Dine Brands Global Inc. reported better-than-expected first quarter adjusted earnings of $1.11 a share, the Glendale-based company announced Wednesday.

Analysts had predicted earnings of $1.09 a share, according to Thomson Financial. Earnings per share were down 13 percent from $1.28 for the first quarter of last year, however, which the company attributed primarily to a $13.5 million increase in advertising spending. Revenue for the quarter totaled $188 million, a decline of 1.7 percent compared to the same quarter a year ago.

Encouragingly for the company, same-restaurant sales at each of its two restaurant chains, Applebee’s Grill and Bar and IHOP, increased by 3 percent and 1 percent respectively during the quarter.

In February, Dine Brands changed its name from Dine Equity and announced a comprehensive plan to return to growth after two years of declining revenues. The plan included investments in advertising, store remodels, new technology and data analysis to better understand consumers.

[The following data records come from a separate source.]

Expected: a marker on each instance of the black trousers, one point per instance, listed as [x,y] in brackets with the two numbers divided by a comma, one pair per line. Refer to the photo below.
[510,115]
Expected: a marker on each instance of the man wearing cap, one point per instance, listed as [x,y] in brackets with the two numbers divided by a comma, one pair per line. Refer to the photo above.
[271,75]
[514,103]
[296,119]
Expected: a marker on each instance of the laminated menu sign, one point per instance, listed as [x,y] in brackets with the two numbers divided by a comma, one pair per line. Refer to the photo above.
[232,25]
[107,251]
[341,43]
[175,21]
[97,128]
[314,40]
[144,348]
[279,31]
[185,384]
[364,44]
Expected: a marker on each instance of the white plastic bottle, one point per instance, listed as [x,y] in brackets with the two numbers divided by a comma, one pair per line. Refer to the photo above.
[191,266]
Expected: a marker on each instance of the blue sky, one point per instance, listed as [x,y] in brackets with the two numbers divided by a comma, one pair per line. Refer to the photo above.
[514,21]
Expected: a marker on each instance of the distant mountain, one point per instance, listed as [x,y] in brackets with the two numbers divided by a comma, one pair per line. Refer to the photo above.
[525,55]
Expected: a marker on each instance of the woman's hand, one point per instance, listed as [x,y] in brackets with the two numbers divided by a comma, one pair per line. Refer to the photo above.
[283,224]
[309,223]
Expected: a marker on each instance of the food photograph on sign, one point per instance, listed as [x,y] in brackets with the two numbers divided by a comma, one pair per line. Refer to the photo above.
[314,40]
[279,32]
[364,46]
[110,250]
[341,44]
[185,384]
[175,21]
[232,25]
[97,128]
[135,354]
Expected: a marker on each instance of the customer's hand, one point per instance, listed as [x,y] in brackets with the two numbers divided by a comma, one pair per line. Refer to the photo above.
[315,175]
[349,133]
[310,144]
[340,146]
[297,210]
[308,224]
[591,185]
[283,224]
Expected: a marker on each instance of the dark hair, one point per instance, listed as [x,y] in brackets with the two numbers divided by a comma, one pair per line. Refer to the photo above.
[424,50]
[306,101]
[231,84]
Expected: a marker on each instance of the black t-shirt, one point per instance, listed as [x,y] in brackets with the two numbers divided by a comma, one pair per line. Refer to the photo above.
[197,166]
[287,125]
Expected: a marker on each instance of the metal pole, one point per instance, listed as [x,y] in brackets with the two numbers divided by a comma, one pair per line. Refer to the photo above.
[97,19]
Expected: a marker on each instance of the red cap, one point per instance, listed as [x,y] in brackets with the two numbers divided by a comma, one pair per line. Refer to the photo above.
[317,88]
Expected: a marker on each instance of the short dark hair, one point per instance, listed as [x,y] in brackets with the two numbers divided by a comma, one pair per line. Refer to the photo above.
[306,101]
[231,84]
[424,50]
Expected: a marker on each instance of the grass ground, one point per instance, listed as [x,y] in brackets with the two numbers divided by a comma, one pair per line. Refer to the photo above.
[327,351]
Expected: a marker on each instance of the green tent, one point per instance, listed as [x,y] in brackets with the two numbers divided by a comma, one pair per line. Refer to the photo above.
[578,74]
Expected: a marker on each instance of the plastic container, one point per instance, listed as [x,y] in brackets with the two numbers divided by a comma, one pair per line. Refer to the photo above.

Wall Street has taken notice of the company’s new direction. Share of Dine Brands have risen more than 40 percent since the announcement of the plan in February.

“We are leveraging the benefit of our asset-lite business model to invest in the growth of our brands and build on recent momentum,” Chief Executive Steve Joyce said in a statement.

Shares of Dine Brands (DIN) fell 89 cents, or about 1 percent, to close at $78.73 Wednesday on the New York Stock Exchange.